Novel Plastid Genome Characteristics in Fugacium kawagutii and the Trend of Accelerated Evolution of Plastid Proteins in Dinoflagellates

Abstract

Abstract Typical (peridinin-containing) dinoflagellates possess plastid genomes composed of small plasmids named “minicircles”. Despite the ecological importance of dinoflagellate photosynthesis in corals and marine ecosystems, the structural characteristics, replication dynamics, and evolutionary forcing of dinoflagellate plastid genomes remain poorly understood. Here, we sequenced the plastid genome of the symbiodiniacean species Fugacium kawagutii and conducted comparative analyses. We identified psbT-coding minicircles, features previously not found in Symbiodiniaceae. The copy number of F. kawagutii minicircles showed a strong diel dynamics, changing between 3.89 and 34.3 copies/cell and peaking in mid-light period. We found that F. kawagutii minicircles are the shortest among all dinoflagellates examined to date. Besides, the core regions of the minicircles are highly conserved within genus in Symbiodiniaceae. Furthermore, the codon usage bias of the plastid genomes in Heterocapsaceae, Amphidiniaceae, and Prorocentraceae species are greatly influenced by selection pressure, and in Pyrocystaceae, Symbiodiniaceae, Peridiniaceae, and Ceratiaceae species are influenced by both natural selection pressure and mutation pressure, indicating a family-level distinction in codon usage evolution in dinoflagellates.
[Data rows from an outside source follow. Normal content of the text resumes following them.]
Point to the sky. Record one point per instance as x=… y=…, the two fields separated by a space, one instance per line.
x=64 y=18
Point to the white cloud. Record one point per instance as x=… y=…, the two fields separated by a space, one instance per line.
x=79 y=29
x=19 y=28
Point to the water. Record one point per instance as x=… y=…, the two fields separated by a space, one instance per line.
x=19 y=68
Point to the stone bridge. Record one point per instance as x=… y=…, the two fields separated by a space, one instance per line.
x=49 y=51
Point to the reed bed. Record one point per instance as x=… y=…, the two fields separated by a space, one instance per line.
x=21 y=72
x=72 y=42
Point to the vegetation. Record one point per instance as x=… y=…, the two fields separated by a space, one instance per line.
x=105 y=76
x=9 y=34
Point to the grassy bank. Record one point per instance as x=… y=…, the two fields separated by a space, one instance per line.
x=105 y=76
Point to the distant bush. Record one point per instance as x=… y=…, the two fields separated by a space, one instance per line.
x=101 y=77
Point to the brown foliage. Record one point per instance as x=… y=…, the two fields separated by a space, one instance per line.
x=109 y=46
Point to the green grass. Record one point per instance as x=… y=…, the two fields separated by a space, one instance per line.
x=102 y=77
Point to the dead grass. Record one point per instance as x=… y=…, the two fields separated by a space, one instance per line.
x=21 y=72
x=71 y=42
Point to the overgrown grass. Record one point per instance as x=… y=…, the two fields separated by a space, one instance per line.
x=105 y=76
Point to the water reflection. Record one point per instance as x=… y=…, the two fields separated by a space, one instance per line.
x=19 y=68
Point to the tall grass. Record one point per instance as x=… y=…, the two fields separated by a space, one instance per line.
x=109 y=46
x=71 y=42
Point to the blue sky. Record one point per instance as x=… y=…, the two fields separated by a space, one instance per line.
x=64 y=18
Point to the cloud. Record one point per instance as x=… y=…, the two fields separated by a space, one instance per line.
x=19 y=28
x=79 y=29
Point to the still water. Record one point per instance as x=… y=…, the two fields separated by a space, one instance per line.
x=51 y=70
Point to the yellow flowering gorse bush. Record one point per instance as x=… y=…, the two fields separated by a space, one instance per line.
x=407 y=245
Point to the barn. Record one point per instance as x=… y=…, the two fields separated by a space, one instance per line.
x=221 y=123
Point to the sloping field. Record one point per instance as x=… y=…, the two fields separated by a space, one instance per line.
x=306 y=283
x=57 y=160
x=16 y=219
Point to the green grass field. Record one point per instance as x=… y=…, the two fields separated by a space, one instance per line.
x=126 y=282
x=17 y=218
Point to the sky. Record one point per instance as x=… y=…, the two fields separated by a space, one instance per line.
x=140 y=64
Phylogenetic analysis using 12 plastid-encoded proteins and five nucleus-encoded plastid proteins revealed accelerated evolution trend of both plastid- and nucleus-encoded plastid proteins in peridinin- and fucoxanthin-dinoflagellate plastids compared to plastid proteins of nondinoflagellate algae. These findings shed new light on the structure and evolution of plastid genomes in dinoflagellates, which will facilitate further studies on the evolutionary forcing and function of the diverse dinoflagellate plastids. The accelerated evolution documented here suggests plastid-encoded sequences are potentially useful for resolving closely related dinoflagellates.